À VOS AFFAIRES. J’écoutais, il y a quelques semaines, une belle présentation sur YouTube qui montrait comment transférer de l’argent de votre REER à votre CELI sans impact fiscal. M’intéressant à ce genre de question, j’étais très intrigué de voir comment on pouvait faire ça sans magie.
Voici ce qu’on vous propose si vous avez de bons montants accumulés dans votre REER et votre CELI : 1. Vous retirez des sommes de votre REER ou de votre FERR; 2. Vous mettez en place un prêt hypothécaire où vous êtes le prêteur; 3. Vous empruntez (à vous-même) pour investir dans ce prêt hypothécaire.
A priori, aucun des éléments ci-dessus n’est problématique, mais on doit comprendre que ce n’est pas parce que certaines transactions sont autorisées par le fisc que l’ensemble de la situation tient la route. Regardons toutefois de plus près.
En premier lieu, vous devez vendre tous vos titres détenus dans votre REER et votre CELI. Des gains en capital sont générés, mais ce n’est pas un problème en raison des règles fiscales liées à ces comptes.
Par la suite, vous mettez en place un prêt hypothécaire sur votre résidence pour lequel votre REER et votre CELI sont les créanciers. Autrement dit, ce sont ces comptes qui vous prêteront de l’argent personnellement — en mettant votre résidence en garantie — et qui vous chargeront des taux d’intérêt. L’argent prêté sera simplement déposé dans un compte non enregistré.
Des conditions à respecter
Plusieurs critères doivent être respectés.
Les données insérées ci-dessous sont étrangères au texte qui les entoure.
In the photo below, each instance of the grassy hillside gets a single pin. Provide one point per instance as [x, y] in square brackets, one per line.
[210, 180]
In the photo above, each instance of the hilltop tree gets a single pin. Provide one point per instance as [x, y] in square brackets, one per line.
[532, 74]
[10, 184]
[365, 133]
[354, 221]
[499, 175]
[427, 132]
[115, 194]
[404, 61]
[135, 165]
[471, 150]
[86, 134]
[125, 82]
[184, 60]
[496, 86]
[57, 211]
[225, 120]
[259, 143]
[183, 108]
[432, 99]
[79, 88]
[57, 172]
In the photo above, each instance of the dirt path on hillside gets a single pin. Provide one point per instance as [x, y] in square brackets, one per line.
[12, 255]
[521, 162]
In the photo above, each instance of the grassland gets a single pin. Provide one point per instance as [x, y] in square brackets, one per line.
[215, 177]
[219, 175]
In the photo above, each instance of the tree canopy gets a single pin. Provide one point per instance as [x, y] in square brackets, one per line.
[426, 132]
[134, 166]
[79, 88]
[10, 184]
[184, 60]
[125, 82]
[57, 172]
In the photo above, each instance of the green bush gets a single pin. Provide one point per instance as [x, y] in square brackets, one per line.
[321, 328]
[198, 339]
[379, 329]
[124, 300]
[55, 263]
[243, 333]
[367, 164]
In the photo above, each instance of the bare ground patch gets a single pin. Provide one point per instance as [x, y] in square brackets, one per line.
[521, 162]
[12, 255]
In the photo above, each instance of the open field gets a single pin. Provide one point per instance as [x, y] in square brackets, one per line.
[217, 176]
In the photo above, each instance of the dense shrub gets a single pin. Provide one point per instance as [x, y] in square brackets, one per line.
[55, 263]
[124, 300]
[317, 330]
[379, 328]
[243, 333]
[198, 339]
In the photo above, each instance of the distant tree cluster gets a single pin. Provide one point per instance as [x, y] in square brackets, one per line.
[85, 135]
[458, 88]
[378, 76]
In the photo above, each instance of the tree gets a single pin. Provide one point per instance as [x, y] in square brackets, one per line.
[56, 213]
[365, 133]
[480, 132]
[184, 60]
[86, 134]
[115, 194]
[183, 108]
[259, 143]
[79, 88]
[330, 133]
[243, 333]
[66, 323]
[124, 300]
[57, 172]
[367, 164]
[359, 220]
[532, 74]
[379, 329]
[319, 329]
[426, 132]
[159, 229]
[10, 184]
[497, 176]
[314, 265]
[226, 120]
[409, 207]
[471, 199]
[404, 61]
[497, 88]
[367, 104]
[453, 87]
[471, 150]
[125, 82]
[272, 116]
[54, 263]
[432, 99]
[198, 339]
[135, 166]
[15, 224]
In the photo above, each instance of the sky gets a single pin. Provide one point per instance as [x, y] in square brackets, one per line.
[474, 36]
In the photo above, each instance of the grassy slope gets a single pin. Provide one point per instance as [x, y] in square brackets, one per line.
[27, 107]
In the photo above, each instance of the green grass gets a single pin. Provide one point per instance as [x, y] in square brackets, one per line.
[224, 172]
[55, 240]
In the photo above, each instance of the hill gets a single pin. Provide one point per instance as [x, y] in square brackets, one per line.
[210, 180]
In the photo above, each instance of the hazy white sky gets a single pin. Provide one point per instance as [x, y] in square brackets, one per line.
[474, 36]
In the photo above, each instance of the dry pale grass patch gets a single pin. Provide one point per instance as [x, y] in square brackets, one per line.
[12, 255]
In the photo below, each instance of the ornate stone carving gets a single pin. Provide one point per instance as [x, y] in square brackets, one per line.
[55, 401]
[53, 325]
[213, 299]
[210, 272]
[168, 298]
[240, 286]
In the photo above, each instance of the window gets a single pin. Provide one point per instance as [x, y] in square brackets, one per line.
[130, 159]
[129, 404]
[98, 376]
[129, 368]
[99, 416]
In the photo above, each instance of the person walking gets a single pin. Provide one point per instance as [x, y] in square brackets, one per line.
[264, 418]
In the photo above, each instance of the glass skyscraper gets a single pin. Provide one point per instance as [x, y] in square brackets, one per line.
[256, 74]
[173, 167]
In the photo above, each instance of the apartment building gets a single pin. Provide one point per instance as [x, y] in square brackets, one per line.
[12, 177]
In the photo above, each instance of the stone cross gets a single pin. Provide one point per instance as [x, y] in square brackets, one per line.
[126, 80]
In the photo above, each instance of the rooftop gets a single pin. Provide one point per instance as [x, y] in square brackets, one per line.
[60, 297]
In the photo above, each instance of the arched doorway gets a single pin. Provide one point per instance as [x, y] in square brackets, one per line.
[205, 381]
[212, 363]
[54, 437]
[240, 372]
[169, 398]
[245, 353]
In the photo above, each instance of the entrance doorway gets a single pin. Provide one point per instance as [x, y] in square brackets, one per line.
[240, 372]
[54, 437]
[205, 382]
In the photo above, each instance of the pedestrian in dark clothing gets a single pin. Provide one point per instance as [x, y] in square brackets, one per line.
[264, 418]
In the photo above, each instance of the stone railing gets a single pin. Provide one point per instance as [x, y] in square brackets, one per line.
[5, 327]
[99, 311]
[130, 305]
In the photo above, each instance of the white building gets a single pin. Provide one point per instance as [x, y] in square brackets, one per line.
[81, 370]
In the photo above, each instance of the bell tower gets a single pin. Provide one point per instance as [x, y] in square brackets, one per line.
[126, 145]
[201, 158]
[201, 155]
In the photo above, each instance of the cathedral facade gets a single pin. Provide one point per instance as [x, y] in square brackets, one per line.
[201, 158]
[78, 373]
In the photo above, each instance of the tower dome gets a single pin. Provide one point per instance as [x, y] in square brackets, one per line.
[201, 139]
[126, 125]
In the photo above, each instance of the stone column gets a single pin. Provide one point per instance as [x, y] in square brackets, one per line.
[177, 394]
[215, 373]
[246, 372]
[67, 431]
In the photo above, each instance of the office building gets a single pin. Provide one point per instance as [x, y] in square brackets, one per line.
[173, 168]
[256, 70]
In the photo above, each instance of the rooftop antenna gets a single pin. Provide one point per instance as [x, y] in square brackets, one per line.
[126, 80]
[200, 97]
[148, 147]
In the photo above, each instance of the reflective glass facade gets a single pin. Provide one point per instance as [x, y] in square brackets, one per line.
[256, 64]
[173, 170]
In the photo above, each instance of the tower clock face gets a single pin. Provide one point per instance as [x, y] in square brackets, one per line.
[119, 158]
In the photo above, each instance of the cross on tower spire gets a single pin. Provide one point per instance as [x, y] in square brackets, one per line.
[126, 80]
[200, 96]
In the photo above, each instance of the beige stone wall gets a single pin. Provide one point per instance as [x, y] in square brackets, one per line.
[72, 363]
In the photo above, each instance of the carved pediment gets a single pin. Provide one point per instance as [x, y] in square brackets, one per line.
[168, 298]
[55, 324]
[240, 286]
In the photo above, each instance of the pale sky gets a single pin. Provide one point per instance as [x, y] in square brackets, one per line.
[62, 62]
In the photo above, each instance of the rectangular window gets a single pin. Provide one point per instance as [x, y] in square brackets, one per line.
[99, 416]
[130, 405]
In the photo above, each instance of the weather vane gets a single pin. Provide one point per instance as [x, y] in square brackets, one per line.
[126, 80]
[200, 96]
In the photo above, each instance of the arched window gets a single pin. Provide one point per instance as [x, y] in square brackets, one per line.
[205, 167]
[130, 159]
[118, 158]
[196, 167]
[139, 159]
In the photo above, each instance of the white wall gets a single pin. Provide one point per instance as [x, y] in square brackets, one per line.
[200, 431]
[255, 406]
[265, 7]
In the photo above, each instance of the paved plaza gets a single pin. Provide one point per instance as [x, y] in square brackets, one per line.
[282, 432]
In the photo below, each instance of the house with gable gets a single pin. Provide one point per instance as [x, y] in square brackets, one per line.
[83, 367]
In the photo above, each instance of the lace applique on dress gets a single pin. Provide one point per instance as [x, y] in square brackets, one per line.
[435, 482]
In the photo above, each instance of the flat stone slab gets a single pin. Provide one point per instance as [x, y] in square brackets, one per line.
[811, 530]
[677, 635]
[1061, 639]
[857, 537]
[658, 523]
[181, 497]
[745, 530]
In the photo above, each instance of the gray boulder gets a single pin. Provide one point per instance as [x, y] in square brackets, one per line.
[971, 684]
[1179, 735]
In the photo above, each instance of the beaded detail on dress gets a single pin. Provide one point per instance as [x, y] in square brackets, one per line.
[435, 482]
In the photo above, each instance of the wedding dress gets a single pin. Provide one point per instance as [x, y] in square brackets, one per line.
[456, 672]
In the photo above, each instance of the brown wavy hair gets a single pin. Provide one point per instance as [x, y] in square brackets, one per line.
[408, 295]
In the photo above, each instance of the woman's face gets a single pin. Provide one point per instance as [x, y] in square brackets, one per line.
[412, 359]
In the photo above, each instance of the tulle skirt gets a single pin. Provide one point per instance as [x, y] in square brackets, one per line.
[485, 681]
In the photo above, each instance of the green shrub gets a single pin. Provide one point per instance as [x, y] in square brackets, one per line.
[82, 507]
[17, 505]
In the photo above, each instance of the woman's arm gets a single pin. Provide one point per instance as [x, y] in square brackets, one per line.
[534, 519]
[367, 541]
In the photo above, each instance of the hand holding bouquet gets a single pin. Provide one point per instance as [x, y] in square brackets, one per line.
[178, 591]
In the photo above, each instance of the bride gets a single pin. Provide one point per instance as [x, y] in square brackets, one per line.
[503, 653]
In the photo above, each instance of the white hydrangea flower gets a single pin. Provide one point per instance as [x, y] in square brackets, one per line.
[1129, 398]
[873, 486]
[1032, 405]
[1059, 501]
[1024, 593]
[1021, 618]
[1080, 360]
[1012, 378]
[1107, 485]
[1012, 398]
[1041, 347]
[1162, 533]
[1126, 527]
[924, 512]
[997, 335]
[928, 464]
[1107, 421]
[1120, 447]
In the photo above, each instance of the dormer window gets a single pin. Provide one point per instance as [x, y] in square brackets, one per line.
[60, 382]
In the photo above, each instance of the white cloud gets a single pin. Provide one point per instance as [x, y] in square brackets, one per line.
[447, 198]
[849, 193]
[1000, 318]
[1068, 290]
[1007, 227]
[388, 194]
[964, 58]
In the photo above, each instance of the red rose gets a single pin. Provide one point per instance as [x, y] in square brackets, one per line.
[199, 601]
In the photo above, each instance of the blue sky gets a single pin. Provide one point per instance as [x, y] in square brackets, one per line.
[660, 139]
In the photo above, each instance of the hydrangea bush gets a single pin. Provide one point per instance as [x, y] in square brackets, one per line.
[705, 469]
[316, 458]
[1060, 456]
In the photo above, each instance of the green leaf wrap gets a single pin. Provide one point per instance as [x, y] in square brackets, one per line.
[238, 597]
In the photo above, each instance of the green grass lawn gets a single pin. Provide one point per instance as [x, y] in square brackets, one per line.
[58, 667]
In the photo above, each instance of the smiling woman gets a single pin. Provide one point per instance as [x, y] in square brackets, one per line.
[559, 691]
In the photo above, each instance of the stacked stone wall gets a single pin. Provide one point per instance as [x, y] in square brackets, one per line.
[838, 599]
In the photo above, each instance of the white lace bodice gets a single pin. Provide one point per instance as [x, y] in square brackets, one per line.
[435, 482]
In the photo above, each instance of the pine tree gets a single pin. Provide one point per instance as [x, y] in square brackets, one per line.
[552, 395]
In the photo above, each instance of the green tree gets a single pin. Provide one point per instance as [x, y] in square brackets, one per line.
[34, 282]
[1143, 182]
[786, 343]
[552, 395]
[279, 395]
Il faut notamment que les prêts soient assurés par la Société canadienne d’hypothèques et de logement (SCHL) et que les versements prévus soient effectués. Cette stratégie est permise depuis 1984, sous le nom de REER-hypothèque. Pas de problème jusque-là, sauf si votre compte non enregistré est investi sous forme d’actions d’une société du promoteur.
Les hypothèques peuvent être de premier ou de deuxième rang et les taux utilisés doivent refléter ceux du marché. C’est ici que les promoteurs de ce stratagème étirent trop l’élastique au goût de l’Agence du revenu du Canada (ARC).
On attribue ainsi une hypothèque de premier rang au REER, qui chargera un taux d’intérêt faible, et une de second rang au CELI, qui ne se gênera pas pour charger cher d’intérêt, jusqu’à 15 %! Il faut comprendre que plus le prêt du CELI aura un taux d’intérêt élevé, plus vite l’argent passera de votre REER à votre CELI.
Or, l’ARC dit : «Ceux qui tentent l’expérience s’exposent à de graves conséquences fiscales.» En effet, selon elle, les taux d’intérêt élevés chargés par le CELI n’ont pas lieu d’être étant donné que le risque de défaut de paiement est nul par définition (sinon, la stratégie ne fonctionne simplement pas).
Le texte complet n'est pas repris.